I want my data frame to look like:
John Doe 7 45 42 978 3 6 8 9 0 11
Sally Jenkins 2
Each person is a row and then their statistics are each a separate column in the row. Some people are missing a statistic so I can not separate based on the number of rows between each person's name.
I have tried using t()
as well as reshape(transform())
. Do you have any suggestions on where to go next?
Upvotes: 0
Views: 778
Reputation: 887851
1) One option is to create a grouping variable based on the presence of alphabets, summarise
by creating a list
output and use unnest_wider
to change that list
to a set of new columns
library(dplyr)
library(tidyr)
library(stringr)
df1 %>%
group_by(grp = cumsum(str_detect(col1, "[A-Za-z]"))) %>%
group_by(coln = first(col1), .add = TRUE) %>%
slice(-1) %>%
summarise(out = list(as.list(as.numeric(col1)))) %>%
unnest_wider(c(out)) %>%
ungroup %>%
select(-grp) %>%
rename_at(-1, ~ str_c('new_col', seq_along(.)))
# A tibble: 2 x 11
# coln new_col1 new_col2 new_col3 new_col4 new_col5 new_col6 new_col7 new_col8 new_col9 new_col10
# <chr> <dbl> <dbl> <dbl> <dbl> <dbl> <dbl> <dbl> <dbl> <dbl> <dbl>
#1 John Doe 7 45 42 978 3 6 8 9 0 11
#2 Sally Jenkins 2 NA NA NA NA NA NA NA NA NA
2) Or using base R
(No packages used)
grp <- with(df1, ave(col1, cumsum(grepl('[A-Za-z]', col1)),
FUN = function(x) x[1]))
aggregate(values ~ ind, stack(split(as.numeric(df1$col1[duplicated(grp)]),
grp[duplicated(grp)])), FUN = I)
# ind values
#1 John Doe 7, 45, 42, 978, 3, 6, 8, 9, 0, 11
#2 Sally Jenkins 2
df1 <- structure(list(col1 = c("John Doe", "7", "45", "42", "978", "3",
"6", "8", "9", "0", "11", "Sally Jenkins", "2")), class = "data.frame",
row.names = c(NA,
-13L))
Upvotes: 1
Reputation: 270195
Using DF
defined reproducibly in the Note at the end, ensure that DF[[1]]

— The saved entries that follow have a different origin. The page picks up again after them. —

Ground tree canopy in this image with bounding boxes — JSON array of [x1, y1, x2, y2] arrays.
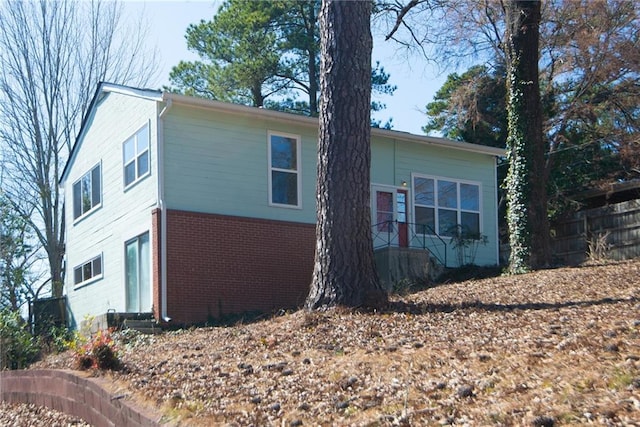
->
[[423, 64, 506, 148], [169, 0, 396, 125], [419, 0, 639, 217]]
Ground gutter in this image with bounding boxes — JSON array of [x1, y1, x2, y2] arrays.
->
[[157, 99, 173, 323]]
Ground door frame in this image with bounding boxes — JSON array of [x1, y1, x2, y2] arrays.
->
[[371, 184, 410, 248], [123, 230, 152, 313]]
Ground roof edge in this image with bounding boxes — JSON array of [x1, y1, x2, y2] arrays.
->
[[164, 92, 505, 158], [102, 82, 163, 101], [60, 82, 163, 184], [61, 83, 505, 185]]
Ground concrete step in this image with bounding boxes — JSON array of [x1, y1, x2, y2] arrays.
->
[[123, 319, 161, 335]]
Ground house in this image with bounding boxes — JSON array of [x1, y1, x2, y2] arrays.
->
[[59, 82, 504, 328]]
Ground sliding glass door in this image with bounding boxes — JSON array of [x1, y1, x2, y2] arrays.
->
[[125, 232, 150, 313]]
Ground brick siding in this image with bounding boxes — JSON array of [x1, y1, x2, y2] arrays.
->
[[161, 210, 315, 325], [0, 369, 161, 426]]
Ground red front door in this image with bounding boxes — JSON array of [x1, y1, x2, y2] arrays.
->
[[372, 186, 409, 248], [397, 189, 408, 247]]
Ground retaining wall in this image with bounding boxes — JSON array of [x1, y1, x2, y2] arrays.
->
[[0, 369, 162, 426]]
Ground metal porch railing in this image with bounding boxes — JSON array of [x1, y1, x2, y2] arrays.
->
[[372, 220, 448, 267]]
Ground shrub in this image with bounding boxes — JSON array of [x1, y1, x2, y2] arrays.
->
[[73, 328, 121, 370], [44, 324, 75, 354], [0, 309, 40, 369]]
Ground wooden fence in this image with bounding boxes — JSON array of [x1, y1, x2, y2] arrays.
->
[[29, 296, 67, 336], [551, 198, 640, 265]]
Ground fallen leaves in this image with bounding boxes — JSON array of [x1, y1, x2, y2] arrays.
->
[[34, 259, 640, 426]]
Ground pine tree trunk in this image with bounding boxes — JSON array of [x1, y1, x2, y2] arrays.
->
[[305, 0, 387, 310], [504, 0, 550, 273], [305, 2, 319, 117]]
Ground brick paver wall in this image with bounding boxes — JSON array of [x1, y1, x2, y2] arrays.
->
[[163, 210, 316, 325], [0, 369, 161, 427]]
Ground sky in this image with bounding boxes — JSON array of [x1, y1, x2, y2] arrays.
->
[[122, 0, 447, 135]]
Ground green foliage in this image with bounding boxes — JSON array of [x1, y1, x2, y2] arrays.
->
[[0, 309, 39, 369], [423, 65, 507, 148], [168, 0, 395, 124], [47, 324, 74, 354], [371, 61, 397, 128], [504, 53, 532, 274], [0, 194, 36, 311], [73, 328, 121, 371], [169, 0, 285, 107]]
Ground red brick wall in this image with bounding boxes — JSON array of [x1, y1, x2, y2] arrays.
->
[[164, 210, 315, 325]]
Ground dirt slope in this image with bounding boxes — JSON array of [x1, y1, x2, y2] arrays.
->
[[36, 260, 640, 426]]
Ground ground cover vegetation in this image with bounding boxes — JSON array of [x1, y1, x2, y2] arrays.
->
[[30, 259, 640, 426]]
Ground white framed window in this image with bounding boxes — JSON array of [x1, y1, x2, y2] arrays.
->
[[268, 131, 301, 208], [72, 163, 101, 221], [413, 174, 481, 238], [123, 123, 150, 188], [73, 254, 103, 287]]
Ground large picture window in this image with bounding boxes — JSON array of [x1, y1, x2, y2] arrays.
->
[[72, 163, 101, 220], [123, 124, 150, 188], [268, 132, 301, 208], [73, 254, 103, 286], [413, 175, 481, 238]]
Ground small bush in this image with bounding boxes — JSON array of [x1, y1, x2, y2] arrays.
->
[[45, 324, 75, 353], [0, 309, 40, 369], [73, 328, 121, 370]]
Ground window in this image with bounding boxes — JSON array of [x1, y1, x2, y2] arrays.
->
[[73, 164, 101, 220], [268, 132, 301, 207], [73, 255, 103, 286], [123, 124, 150, 188], [413, 175, 481, 238]]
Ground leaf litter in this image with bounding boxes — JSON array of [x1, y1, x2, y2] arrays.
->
[[34, 259, 640, 426]]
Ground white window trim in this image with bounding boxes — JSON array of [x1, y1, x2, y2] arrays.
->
[[73, 253, 103, 289], [267, 131, 302, 209], [123, 122, 151, 190], [72, 162, 102, 224], [411, 173, 483, 239]]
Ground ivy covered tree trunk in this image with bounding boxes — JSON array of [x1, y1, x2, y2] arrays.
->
[[305, 0, 387, 310], [504, 0, 550, 273]]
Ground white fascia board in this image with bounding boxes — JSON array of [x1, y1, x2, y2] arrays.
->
[[372, 127, 506, 157], [101, 83, 163, 102]]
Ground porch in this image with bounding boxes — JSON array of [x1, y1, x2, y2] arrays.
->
[[372, 220, 447, 291]]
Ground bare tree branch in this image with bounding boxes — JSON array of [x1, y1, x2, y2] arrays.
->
[[384, 0, 421, 41], [0, 0, 157, 298]]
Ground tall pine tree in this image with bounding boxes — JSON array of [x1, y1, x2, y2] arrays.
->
[[306, 0, 387, 309]]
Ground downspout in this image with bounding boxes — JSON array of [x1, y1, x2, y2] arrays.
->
[[158, 98, 173, 322], [494, 156, 500, 265]]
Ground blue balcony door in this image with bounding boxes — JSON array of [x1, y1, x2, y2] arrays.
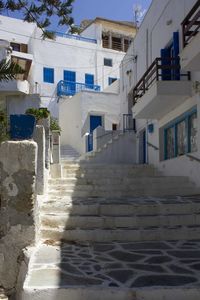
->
[[85, 74, 94, 89], [161, 32, 180, 81], [64, 70, 76, 95], [88, 115, 102, 152]]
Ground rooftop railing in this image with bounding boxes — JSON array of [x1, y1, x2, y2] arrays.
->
[[57, 80, 101, 97], [133, 57, 190, 104], [55, 32, 97, 44], [182, 0, 200, 48]]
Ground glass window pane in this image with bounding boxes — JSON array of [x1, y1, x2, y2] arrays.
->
[[177, 120, 187, 156], [189, 112, 198, 152], [166, 127, 175, 159]]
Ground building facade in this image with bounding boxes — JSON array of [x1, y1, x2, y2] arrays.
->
[[121, 0, 200, 186], [0, 15, 136, 118]]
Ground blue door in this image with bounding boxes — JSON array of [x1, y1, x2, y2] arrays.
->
[[64, 70, 76, 95], [88, 115, 102, 152], [139, 129, 146, 164]]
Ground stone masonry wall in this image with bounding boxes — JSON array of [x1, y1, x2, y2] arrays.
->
[[0, 141, 37, 295]]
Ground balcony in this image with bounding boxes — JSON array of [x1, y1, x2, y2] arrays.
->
[[180, 0, 200, 71], [57, 80, 101, 97], [132, 57, 192, 120], [0, 79, 29, 95]]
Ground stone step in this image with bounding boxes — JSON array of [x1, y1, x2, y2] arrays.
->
[[48, 181, 194, 192], [41, 212, 200, 229], [40, 225, 200, 242], [21, 240, 200, 300], [40, 197, 200, 216], [48, 176, 190, 186], [47, 187, 199, 198]]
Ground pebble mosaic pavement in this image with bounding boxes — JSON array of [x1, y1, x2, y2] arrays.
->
[[29, 240, 200, 288]]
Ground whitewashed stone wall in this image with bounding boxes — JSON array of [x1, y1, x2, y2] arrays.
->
[[0, 141, 37, 296]]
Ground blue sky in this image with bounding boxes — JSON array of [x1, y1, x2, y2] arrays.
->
[[72, 0, 152, 25], [2, 0, 152, 31]]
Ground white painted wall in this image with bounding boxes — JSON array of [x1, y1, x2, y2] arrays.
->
[[59, 90, 120, 154]]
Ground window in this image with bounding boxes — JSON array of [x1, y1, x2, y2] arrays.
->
[[164, 108, 197, 160], [104, 58, 112, 67], [85, 74, 94, 88], [43, 67, 54, 83], [10, 42, 28, 53], [64, 70, 76, 82], [108, 77, 117, 85]]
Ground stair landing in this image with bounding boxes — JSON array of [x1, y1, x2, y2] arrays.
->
[[22, 239, 200, 300]]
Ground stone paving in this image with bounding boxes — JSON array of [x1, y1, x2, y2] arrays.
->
[[27, 240, 200, 289]]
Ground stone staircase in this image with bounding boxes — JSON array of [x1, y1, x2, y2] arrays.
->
[[60, 145, 80, 161], [20, 162, 200, 300], [82, 131, 136, 164]]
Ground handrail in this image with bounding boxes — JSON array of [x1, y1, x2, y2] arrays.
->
[[147, 142, 159, 151], [186, 153, 200, 163], [182, 0, 200, 47], [57, 80, 101, 96], [133, 57, 190, 104]]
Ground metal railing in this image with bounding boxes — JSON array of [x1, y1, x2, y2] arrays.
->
[[57, 80, 101, 96], [133, 57, 191, 104], [123, 114, 136, 132], [56, 32, 97, 44], [182, 0, 200, 48]]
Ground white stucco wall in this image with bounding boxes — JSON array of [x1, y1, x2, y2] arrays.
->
[[59, 90, 120, 154]]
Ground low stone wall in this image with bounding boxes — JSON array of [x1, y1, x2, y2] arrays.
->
[[0, 141, 37, 296]]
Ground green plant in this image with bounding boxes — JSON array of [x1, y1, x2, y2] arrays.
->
[[50, 117, 61, 132], [26, 107, 50, 121]]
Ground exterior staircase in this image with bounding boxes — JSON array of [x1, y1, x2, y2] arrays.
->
[[60, 145, 80, 161], [20, 162, 200, 300]]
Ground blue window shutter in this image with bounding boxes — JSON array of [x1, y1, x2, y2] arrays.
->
[[64, 70, 76, 82], [43, 67, 54, 83], [85, 74, 94, 85], [160, 48, 171, 80]]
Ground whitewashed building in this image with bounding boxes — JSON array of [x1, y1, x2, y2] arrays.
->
[[120, 0, 200, 186], [0, 15, 135, 115], [0, 15, 136, 153]]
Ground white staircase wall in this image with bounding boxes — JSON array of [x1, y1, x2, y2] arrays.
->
[[89, 131, 137, 164]]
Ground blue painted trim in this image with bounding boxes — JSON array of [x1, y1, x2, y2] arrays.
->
[[55, 32, 97, 44], [164, 106, 197, 160], [57, 80, 101, 96]]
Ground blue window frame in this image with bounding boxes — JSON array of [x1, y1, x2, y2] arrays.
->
[[64, 70, 76, 82], [164, 108, 197, 160], [108, 77, 117, 85], [85, 74, 94, 88], [43, 67, 54, 83]]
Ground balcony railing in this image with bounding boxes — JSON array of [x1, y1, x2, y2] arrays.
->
[[56, 32, 97, 44], [133, 57, 190, 104], [182, 0, 200, 48], [57, 80, 101, 96]]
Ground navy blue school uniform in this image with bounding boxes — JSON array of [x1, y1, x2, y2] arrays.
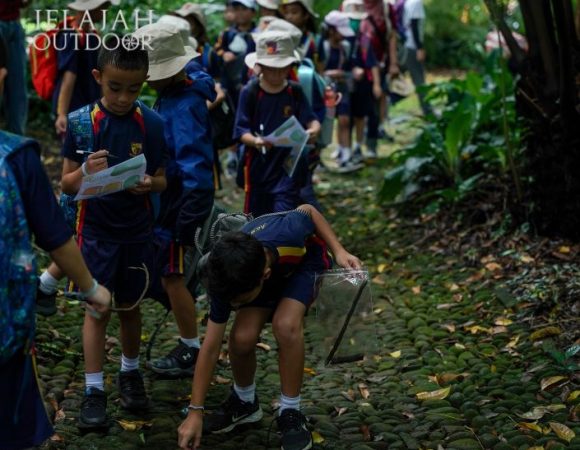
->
[[321, 40, 353, 117], [209, 209, 332, 324], [0, 141, 72, 450], [349, 33, 379, 119], [214, 25, 256, 106], [52, 28, 100, 115], [234, 80, 316, 217], [153, 71, 216, 278], [62, 100, 167, 302]]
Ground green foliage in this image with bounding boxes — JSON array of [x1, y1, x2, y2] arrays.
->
[[379, 51, 520, 209], [542, 342, 580, 373]]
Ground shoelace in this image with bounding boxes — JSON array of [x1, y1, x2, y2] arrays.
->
[[266, 410, 305, 446], [120, 374, 145, 395], [83, 393, 106, 409]]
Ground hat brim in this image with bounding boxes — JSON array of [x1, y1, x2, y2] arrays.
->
[[68, 0, 119, 10], [337, 26, 355, 37], [257, 0, 279, 9], [345, 11, 367, 20], [245, 52, 297, 69], [148, 46, 199, 81], [174, 8, 207, 30]]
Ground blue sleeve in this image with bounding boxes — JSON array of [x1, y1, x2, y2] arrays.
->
[[282, 210, 315, 245], [310, 82, 326, 123], [296, 87, 317, 127], [9, 148, 73, 252], [143, 109, 168, 175], [233, 85, 252, 140], [170, 100, 214, 191], [61, 124, 83, 164], [208, 296, 232, 324], [56, 30, 78, 74]]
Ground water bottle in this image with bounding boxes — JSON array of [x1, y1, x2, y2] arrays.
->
[[324, 85, 337, 120]]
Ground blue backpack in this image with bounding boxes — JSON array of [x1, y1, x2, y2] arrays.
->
[[0, 131, 39, 364]]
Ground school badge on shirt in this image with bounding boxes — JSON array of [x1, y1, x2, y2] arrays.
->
[[283, 105, 293, 117], [130, 142, 143, 156]]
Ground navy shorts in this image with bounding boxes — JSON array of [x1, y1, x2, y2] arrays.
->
[[0, 348, 54, 449], [336, 84, 351, 118], [72, 236, 154, 304], [155, 234, 187, 278], [242, 236, 333, 311], [350, 82, 373, 118]]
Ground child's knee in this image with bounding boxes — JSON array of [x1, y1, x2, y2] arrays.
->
[[229, 329, 259, 354], [272, 317, 303, 345]]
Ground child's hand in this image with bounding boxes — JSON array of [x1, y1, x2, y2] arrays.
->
[[0, 67, 7, 96], [128, 175, 153, 195], [306, 128, 319, 144], [334, 249, 363, 270], [85, 150, 109, 174], [254, 137, 273, 149], [223, 51, 237, 63], [55, 114, 68, 135], [178, 412, 204, 449], [85, 284, 111, 318], [352, 67, 365, 81]]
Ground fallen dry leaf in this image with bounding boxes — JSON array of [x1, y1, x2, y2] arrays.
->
[[485, 262, 502, 272], [116, 419, 153, 432], [377, 263, 388, 273], [549, 421, 575, 442], [334, 406, 348, 416], [567, 390, 580, 402], [311, 431, 325, 444], [518, 407, 551, 421], [341, 390, 356, 402], [449, 283, 460, 292], [360, 424, 371, 441], [256, 342, 271, 352], [441, 323, 456, 333], [416, 387, 451, 401], [54, 408, 66, 422], [358, 383, 370, 399], [371, 275, 386, 286], [530, 327, 562, 341], [436, 303, 456, 310], [517, 422, 546, 434], [215, 375, 231, 385], [491, 326, 509, 334], [50, 434, 65, 442], [303, 367, 316, 376], [541, 376, 567, 391], [506, 336, 520, 348], [558, 246, 571, 254], [438, 372, 470, 384], [389, 350, 401, 358], [495, 317, 513, 326], [520, 255, 535, 263], [411, 286, 421, 294], [454, 343, 466, 350]]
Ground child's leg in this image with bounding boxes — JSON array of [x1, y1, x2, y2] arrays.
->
[[83, 310, 111, 377], [337, 114, 351, 151], [162, 275, 198, 340], [229, 307, 271, 388], [118, 308, 142, 360], [271, 298, 306, 398]]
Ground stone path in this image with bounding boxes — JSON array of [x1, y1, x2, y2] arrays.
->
[[36, 154, 579, 450]]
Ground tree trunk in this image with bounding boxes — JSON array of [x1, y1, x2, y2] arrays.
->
[[514, 0, 580, 239]]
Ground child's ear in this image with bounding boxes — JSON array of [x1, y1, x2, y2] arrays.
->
[[263, 267, 272, 280], [92, 69, 102, 84]]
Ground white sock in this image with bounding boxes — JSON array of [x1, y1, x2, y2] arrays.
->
[[341, 147, 352, 162], [234, 382, 256, 403], [279, 393, 301, 415], [120, 354, 140, 373], [85, 372, 104, 392], [180, 337, 201, 349], [39, 271, 59, 295]]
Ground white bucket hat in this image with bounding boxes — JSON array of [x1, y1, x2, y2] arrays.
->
[[253, 18, 302, 49], [257, 0, 280, 9], [68, 0, 120, 11], [324, 11, 355, 37], [245, 32, 298, 69], [157, 15, 198, 49], [231, 0, 257, 10], [174, 3, 207, 30], [342, 0, 367, 20], [280, 0, 318, 18], [132, 23, 199, 81]]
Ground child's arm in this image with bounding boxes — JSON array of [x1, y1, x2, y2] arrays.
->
[[178, 320, 228, 450], [371, 66, 383, 100], [128, 167, 166, 195], [297, 203, 362, 269], [240, 132, 273, 149], [55, 71, 77, 134], [305, 119, 321, 145], [61, 150, 110, 195]]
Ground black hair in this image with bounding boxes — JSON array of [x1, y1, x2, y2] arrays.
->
[[96, 35, 148, 73], [207, 231, 266, 304]]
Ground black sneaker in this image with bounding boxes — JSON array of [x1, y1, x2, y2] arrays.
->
[[277, 409, 312, 450], [78, 387, 107, 429], [117, 369, 149, 411], [147, 340, 198, 378], [205, 390, 263, 434], [36, 285, 57, 317]]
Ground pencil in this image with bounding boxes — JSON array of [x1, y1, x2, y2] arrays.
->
[[76, 150, 119, 158]]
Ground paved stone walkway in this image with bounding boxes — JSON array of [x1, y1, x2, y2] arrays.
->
[[36, 162, 580, 450]]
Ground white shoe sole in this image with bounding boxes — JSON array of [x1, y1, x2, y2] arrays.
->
[[210, 408, 264, 434]]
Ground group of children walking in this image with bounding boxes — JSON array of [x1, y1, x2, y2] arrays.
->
[[1, 0, 428, 449]]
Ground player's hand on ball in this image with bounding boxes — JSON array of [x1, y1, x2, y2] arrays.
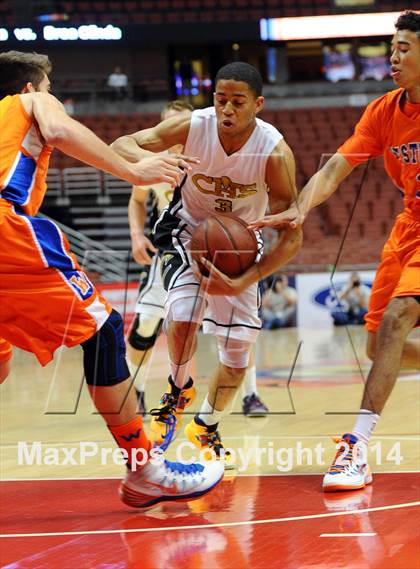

is character. Then use grep
to create a logical variable g
with one element per input row which is TRUE for each heading and FALSE otherwise. Then remove the headings and and split it up using the setNames
to set the names of the resulting list. Finally convert each list component to a numeric ts
series as such series can be cbind'ed even if they have different lengths. Now cbind
those together and transpose. No packages are used.
DF[[1]] <- as.character(DF[[1]])
g <- grepl("\\D", DF[[1]])
s <- setNames(split(DF[[1]][!g], cumsum(g)[!g]), DF[[1]][g])
t(do.call("cbind", lapply(s, function(x) ts(as.numeric(x)))))
giving:
[,1] [,2] [,3] [,4] [,5] [,6] [,7] [,8] [,9] [,10]
John Doe 7 45 42 978 3 6 8 9 0 11
Sally Jenkins 2 NA NA NA NA NA NA NA NA NA
The input in reproducible form is assumed to be:
Lines <- "John Doe
7
45
42
978
3
6
8
9
0
11
Sally Jenkins
2"
DF <- read.table(text = Lines, as.is = TRUE, sep = ";")
Upvotes: 0